AI and the Legal Business Model: Why Time is Up for the Billable Hour
If law firms fail to adequately respond to new imperatives, they not only risk losing an important opportunity to grow and scale but perhaps they even threaten their ability to survive at all in the quickly evolving legal landscape.
October 26, 2020 at 07:00 AM
5 minute read
Law firms are increasingly looking for ways to meet client expectations while also maintaining profitability themselves. When I started out as an M&A associate over 20 years ago, meeting client and business demands was all about billing over 3,000 hours a year, leaving little room for a single day off despite the firm's "unlimited" vacation policy. But the game has changed substantially for law firms today—the evolution of the legal business model is underway and artificial intelligence (AI) is playing a big role in calling time on the billable hour.
AI is becoming a staple part of leading law firms around the world, helping organizations historically considered inefficient and slow to quickly transform into efficient technology-enabled businesses. Globalization, market volatility and an explosion in the volume and complexity of enterprise data all pose unique challenges for lawyers practicing today. Legal professionals are now expected to review a substantially larger volume of documents within increasingly tight deadlines. The result is more resourcing challenges and a sharp decline in job satisfaction, especially for junior lawyers. In addition to being unsustainable for firms, the sheer time and cost required to conduct a manual review make it no longer a viable option for clients as well.

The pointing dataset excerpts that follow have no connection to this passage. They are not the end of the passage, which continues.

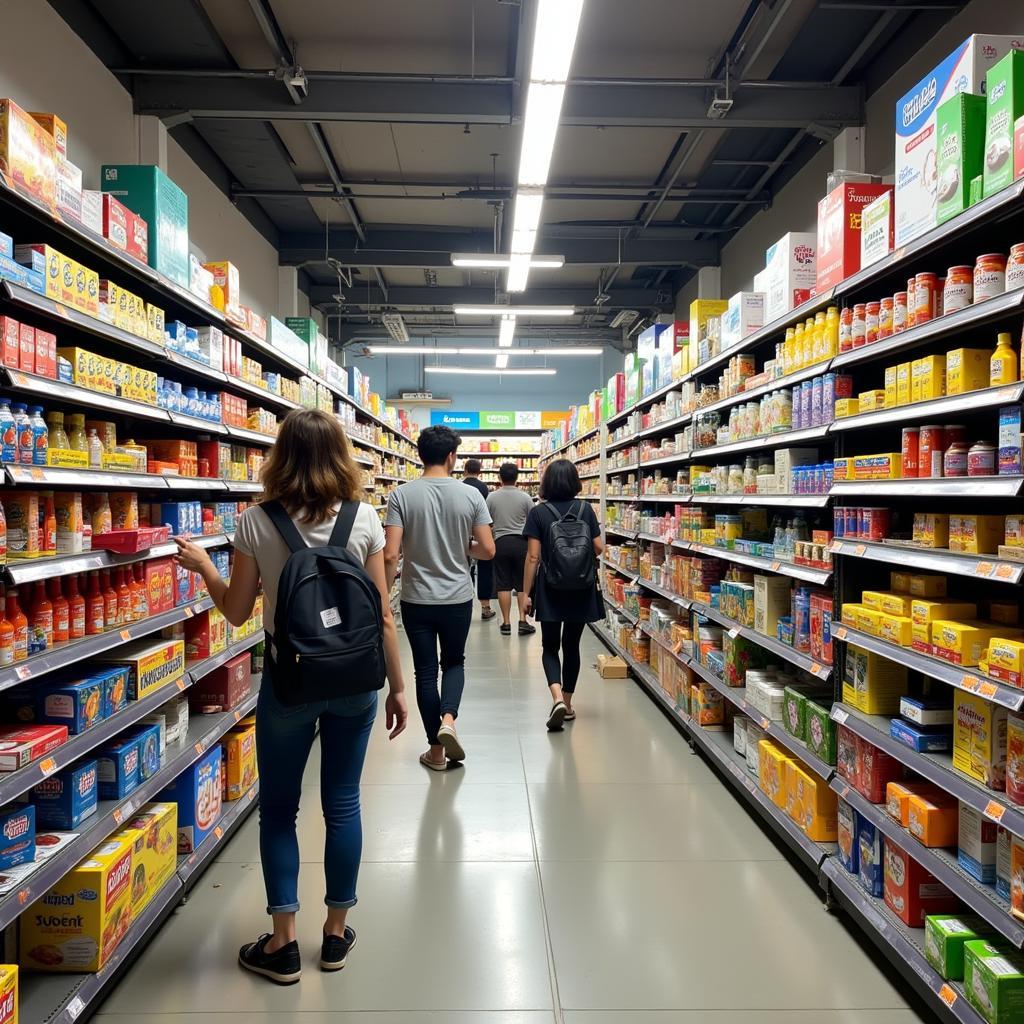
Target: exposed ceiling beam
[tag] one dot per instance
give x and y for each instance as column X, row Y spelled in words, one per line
column 398, row 296
column 176, row 96
column 432, row 247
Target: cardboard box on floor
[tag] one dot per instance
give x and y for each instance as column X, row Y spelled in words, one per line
column 611, row 667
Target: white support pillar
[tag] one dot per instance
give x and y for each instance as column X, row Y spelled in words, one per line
column 848, row 150
column 288, row 292
column 152, row 141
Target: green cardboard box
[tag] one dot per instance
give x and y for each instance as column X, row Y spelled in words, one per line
column 150, row 193
column 1004, row 104
column 993, row 980
column 960, row 151
column 945, row 936
column 819, row 731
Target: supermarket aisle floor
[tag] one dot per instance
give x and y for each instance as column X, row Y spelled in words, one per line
column 602, row 876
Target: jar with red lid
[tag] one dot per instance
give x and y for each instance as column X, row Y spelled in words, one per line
column 885, row 318
column 899, row 312
column 925, row 288
column 870, row 322
column 989, row 276
column 846, row 329
column 958, row 290
column 1015, row 266
column 857, row 326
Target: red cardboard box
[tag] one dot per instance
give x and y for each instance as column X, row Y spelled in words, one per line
column 10, row 332
column 27, row 348
column 839, row 231
column 226, row 686
column 46, row 353
column 911, row 893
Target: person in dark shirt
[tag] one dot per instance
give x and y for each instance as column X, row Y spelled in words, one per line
column 484, row 570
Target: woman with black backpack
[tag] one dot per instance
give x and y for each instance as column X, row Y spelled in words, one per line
column 563, row 545
column 318, row 551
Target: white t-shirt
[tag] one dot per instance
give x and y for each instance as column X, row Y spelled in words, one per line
column 257, row 537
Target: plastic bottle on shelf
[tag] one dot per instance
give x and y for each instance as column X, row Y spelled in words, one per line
column 95, row 450
column 8, row 433
column 19, row 622
column 1003, row 364
column 23, row 433
column 58, row 436
column 41, row 635
column 95, row 608
column 61, row 612
column 76, row 610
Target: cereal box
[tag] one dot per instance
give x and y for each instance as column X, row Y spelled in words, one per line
column 79, row 923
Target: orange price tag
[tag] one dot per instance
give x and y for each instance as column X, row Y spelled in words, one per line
column 994, row 810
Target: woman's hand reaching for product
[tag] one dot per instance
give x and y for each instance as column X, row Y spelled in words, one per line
column 396, row 714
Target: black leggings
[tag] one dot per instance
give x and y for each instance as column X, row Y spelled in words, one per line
column 565, row 636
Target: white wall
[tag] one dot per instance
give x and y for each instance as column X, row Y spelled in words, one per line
column 795, row 209
column 45, row 67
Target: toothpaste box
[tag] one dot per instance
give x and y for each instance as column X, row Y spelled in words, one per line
column 915, row 124
column 17, row 836
column 67, row 799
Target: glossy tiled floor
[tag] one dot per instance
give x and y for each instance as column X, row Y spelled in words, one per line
column 601, row 876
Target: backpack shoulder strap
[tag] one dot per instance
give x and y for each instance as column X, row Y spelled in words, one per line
column 283, row 521
column 343, row 523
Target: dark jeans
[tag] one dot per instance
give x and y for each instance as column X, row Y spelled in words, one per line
column 565, row 636
column 430, row 626
column 284, row 738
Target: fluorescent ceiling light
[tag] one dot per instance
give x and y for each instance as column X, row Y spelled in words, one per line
column 506, row 333
column 411, row 350
column 554, row 39
column 498, row 261
column 498, row 310
column 489, row 371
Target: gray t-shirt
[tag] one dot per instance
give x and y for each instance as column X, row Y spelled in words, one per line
column 257, row 537
column 509, row 508
column 437, row 515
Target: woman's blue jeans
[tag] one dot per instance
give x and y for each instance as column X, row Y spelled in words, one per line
column 284, row 738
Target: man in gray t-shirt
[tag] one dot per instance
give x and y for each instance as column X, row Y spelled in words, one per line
column 509, row 507
column 436, row 524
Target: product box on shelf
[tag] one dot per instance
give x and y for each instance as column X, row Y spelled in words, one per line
column 147, row 192
column 79, row 923
column 960, row 148
column 839, row 230
column 198, row 793
column 1004, row 104
column 915, row 114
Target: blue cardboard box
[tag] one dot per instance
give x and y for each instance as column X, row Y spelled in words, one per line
column 118, row 769
column 17, row 836
column 67, row 799
column 78, row 705
column 198, row 793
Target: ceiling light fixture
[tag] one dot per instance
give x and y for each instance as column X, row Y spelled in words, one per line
column 395, row 327
column 499, row 310
column 489, row 371
column 498, row 261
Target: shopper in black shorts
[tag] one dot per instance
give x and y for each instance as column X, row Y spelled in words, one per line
column 562, row 613
column 483, row 571
column 509, row 507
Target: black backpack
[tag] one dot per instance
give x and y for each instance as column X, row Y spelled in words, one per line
column 570, row 563
column 329, row 628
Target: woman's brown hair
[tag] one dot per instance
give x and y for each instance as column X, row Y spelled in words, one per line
column 310, row 468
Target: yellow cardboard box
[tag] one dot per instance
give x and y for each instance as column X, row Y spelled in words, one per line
column 79, row 923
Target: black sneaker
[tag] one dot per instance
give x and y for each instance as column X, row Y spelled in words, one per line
column 284, row 967
column 335, row 950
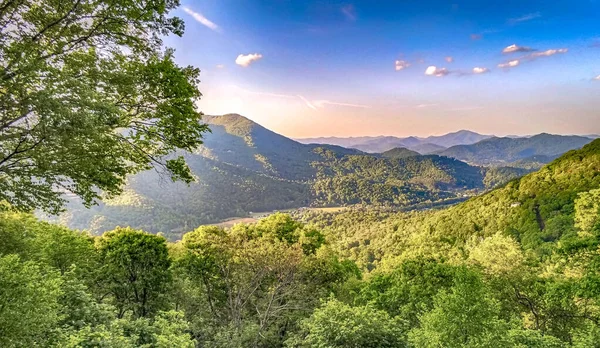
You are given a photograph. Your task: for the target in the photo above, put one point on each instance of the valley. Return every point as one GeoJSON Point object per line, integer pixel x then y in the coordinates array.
{"type": "Point", "coordinates": [243, 167]}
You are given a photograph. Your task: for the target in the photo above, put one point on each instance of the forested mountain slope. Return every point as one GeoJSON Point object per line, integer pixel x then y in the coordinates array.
{"type": "Point", "coordinates": [541, 148]}
{"type": "Point", "coordinates": [243, 167]}
{"type": "Point", "coordinates": [384, 143]}
{"type": "Point", "coordinates": [538, 210]}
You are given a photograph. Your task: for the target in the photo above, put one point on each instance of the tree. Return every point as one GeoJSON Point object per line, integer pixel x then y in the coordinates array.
{"type": "Point", "coordinates": [465, 316]}
{"type": "Point", "coordinates": [88, 95]}
{"type": "Point", "coordinates": [337, 324]}
{"type": "Point", "coordinates": [135, 270]}
{"type": "Point", "coordinates": [29, 307]}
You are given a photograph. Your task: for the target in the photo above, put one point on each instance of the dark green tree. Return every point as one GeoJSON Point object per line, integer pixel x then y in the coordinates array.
{"type": "Point", "coordinates": [88, 95]}
{"type": "Point", "coordinates": [135, 271]}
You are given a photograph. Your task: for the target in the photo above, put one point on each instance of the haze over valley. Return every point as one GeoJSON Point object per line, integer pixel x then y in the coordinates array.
{"type": "Point", "coordinates": [299, 174]}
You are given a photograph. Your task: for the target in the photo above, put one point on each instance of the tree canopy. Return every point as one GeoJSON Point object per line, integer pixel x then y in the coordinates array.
{"type": "Point", "coordinates": [88, 95]}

Historically, firms were able to provide their clients with ballpark estimates of anticipated legal fees, with limited consequences if those estimates were inaccurate. Clients today are demanding much greater predictability to their fees and scrutinizing every penny spent on their legal matters. As Mark Rigotti, senior partner at Herbert Smith Freehills, recently noted in a Luminance webinar, the COVID-19 crisis and the wider economic slowdown has only expedited this pressure to do "more for less."